Tutorial on find(1) -mtime: a Better Way.
Tony Olekshy
tony at oha.UUCP
Mon Oct 17 07:56:44 AEST 1988
TUTORIAL OHA/BXX/NNMF: Finding Files Relative to A TimeStamp.
As regards the use of the -mtime option to find(1) files, for example those
that have recently changed, -mtime computes 1 day == 24 hours, and as has been
pointed out find uses integer division such that 4 days minus epsilon is *not*
greater than 3 days!
The whole problem here is that the granularity of the -mtime computation is
usually not suitable for problems that depend on one day precision. For
example, find /tmp -mtime +6 is *ok* for weekly removal of old /tmp files.
It obviously won't work for "get me a list of files that have arrived since
the news transmission that started at 6:15 this morning".
Now, the way to move the granularity of the comparison to 1 minute precision
is to create a dummy file, set its modification time using the touch(1)
command, and use the -newer (or ! -newer) option of find(1). Using the Xenix
touch(C) command I can
touch -m mmddhhmm[yy] /tmp/stamp.$$
find ... -newer /tmp/stamp.$$ ...
rm /tmp/stamp.$$
Also note that if you need 1 second precision and your touch(1) command can't
set the modification time to the second, you can use a little c program to
call utime(3). In fact, take one of the date calculators posted to the
various source groups and add an option to utime() a file with the result of
the date calculation, so you can say
calcdate -t /tmp/stamp.$$ now - 1 day
Note that there is an additional advantage here. I would not be surprised
if two models of UNIX (TM AT&T ;-) handled find's -mtime differently, but
I would be surprised if -newer didn't work the same on all systems. (This
paragraph has been duly registered as anti-flame insurance.)

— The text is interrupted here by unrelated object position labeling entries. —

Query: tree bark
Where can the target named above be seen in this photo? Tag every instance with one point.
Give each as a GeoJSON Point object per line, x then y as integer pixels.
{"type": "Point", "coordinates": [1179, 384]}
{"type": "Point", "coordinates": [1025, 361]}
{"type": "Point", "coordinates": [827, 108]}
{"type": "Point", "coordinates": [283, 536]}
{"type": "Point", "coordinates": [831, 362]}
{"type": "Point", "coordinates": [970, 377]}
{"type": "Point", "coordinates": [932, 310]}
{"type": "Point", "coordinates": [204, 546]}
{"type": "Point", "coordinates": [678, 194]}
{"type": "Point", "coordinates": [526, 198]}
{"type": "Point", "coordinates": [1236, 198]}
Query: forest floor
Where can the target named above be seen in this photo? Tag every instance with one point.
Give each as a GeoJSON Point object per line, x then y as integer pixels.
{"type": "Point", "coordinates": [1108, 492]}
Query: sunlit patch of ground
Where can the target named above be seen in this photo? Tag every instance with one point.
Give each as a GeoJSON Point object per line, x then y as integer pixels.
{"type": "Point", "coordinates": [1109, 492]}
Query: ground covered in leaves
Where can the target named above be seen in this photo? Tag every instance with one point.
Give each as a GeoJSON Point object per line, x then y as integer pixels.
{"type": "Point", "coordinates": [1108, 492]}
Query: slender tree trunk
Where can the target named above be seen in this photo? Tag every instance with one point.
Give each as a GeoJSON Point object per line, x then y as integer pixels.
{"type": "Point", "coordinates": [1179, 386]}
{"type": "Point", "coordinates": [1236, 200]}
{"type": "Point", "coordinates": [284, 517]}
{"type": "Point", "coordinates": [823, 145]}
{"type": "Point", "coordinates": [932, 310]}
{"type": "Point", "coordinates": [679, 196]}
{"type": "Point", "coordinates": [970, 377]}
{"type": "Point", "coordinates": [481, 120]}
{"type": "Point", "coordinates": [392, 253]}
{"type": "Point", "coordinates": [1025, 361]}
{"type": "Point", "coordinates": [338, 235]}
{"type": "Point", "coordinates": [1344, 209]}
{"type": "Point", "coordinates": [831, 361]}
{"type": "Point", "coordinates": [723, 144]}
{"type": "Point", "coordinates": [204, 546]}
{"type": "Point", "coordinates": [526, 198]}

Slightly tangentially (is that a word?), if you are using a file as a
timestamp for -newer to generate incremental backups of files changed since
the last backup, be sure to use this technique:
touch stamp.new
find ... -newer stamp.old ...
mv stamp.new stamp.old
You may get a file on two consecutive media-sets if it changes during the
backup (although you should go to some length to prevent files from changing
during a backup), but at least you won't get a file that isn't backed up even
though it changed.
Finally, if you are going do this manually and often, wrap the touch/find
commands in a shell script that uses the trap builtin to remove /tmp/stamp.$$
when the script exits, and presto, you have created a new and useful command
that you will probably forget the name of in a day or two!
Yours, etc., Tony Olekshy (...!alberta!oha!tony or tony at oha.UUCP).